The document clearly states that travellers should:

  • avoid contact with others while in transit
  • remain in the vehicle as much as possible
  • not make any unnecessary stops
  • practice physical distancing at all times
  • pay at the pump if they need gas
  • use a drive through if they need food
  • wear a suitable mask or face covering while in transit
  • ensure good hygiene practices if they need to use a rest area

The CBSA said in-transit travellers are encouraged to use only those services that are open to travellers along the direct route on which they are travelling.

Travellers who arrive at a non-identified POE for the purpose of transiting to Alaska will be denied entry and advised to go to one of the five identified POEs.

"No matter the reason for travel, all foreign nationals who have COVID-19 or exhibit any signs or symptoms of COVID-19 will not be allowed to enter Canada," the CBSA release said.

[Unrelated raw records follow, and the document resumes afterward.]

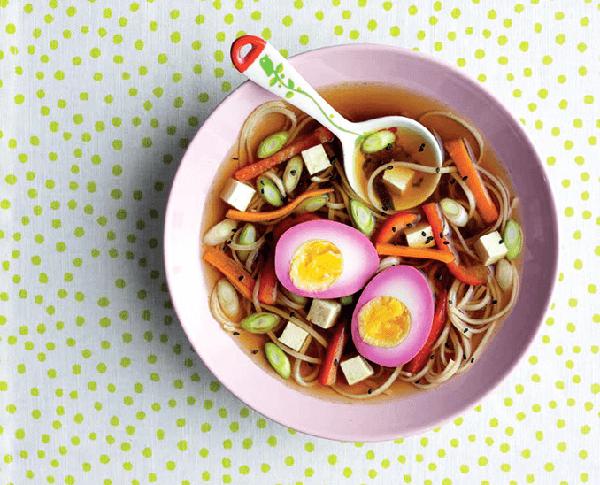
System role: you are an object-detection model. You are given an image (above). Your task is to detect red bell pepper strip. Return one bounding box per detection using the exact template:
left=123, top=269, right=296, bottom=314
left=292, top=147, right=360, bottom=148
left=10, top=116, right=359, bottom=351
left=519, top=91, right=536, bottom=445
left=373, top=212, right=421, bottom=244
left=319, top=323, right=346, bottom=386
left=402, top=290, right=448, bottom=375
left=423, top=203, right=488, bottom=286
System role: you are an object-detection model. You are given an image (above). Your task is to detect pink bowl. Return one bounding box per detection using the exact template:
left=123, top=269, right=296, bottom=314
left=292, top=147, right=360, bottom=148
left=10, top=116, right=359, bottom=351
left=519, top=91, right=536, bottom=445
left=165, top=44, right=558, bottom=441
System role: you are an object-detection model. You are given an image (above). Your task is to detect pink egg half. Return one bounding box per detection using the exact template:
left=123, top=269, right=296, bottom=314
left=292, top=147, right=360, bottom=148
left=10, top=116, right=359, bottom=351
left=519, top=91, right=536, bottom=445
left=351, top=266, right=435, bottom=367
left=275, top=219, right=379, bottom=298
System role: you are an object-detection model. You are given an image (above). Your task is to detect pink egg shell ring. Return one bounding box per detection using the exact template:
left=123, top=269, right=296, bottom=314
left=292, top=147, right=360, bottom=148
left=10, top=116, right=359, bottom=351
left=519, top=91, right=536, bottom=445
left=352, top=266, right=435, bottom=367
left=275, top=219, right=379, bottom=298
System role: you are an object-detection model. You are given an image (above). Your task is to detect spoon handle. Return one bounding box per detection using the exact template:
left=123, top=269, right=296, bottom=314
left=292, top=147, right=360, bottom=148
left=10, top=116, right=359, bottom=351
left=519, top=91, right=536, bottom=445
left=231, top=35, right=359, bottom=138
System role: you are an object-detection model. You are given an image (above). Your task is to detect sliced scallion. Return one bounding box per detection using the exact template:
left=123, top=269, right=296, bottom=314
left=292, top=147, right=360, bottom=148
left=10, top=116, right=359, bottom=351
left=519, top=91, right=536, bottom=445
left=256, top=175, right=283, bottom=207
left=440, top=197, right=469, bottom=227
left=502, top=219, right=523, bottom=259
left=265, top=342, right=292, bottom=379
left=204, top=219, right=237, bottom=246
left=237, top=224, right=256, bottom=262
left=350, top=199, right=375, bottom=236
left=217, top=278, right=242, bottom=321
left=258, top=131, right=290, bottom=158
left=242, top=312, right=281, bottom=333
left=283, top=156, right=304, bottom=194
left=362, top=130, right=396, bottom=153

"Providing false information to a BSO may lead to consequences such as being denied entry and/or banned from returning to Canada."

Quick facts

  • The Canada-U.S. temporary border restriction put in place on March 21 at 12:01 am EDT continues. All discretionary/optional travel remains prohibited.
  • Foreign nationals are only admitted to Canada in circumstances where the traveller is considered to be transiting through to Alaska for a non-discretionary purpose such as work or going to primary residence.
  • As of March 31, 2020, travellers arriving in Canada must provide their contact information to a border services officer (either by paper, online, via the ArriveCAN app or verbally to the officer) when seeking entry. This information is collected on behalf of the Public Health Agency of Canada (PHAC) to support their compliance and enforcement of the 14-day quarantine or isolation requirement outlined in Order in Council 2020-0524.
  • The CBSA collects contact information on behalf of PHAC who, along with provincial/territorial health authorities, monitor and track individuals from a public health perspective.
  • Failure to comply with the current border restrictions is an offence under the Quarantine Act and could lead to up to $750,000 in fines, and/or imprisonment of up to 6 months. If a traveller causes a risk of imminent death or serious bodily harm to another person while willfully or recklessly contravening this act or the regulations, they could be liable for up to $1,000,000 in fines, and/or imprisonment of up to 3 years.
  • For the latest on cross-border programs and services, travellers can call the CBSA’s Border Information Service at 1-800-461-9999.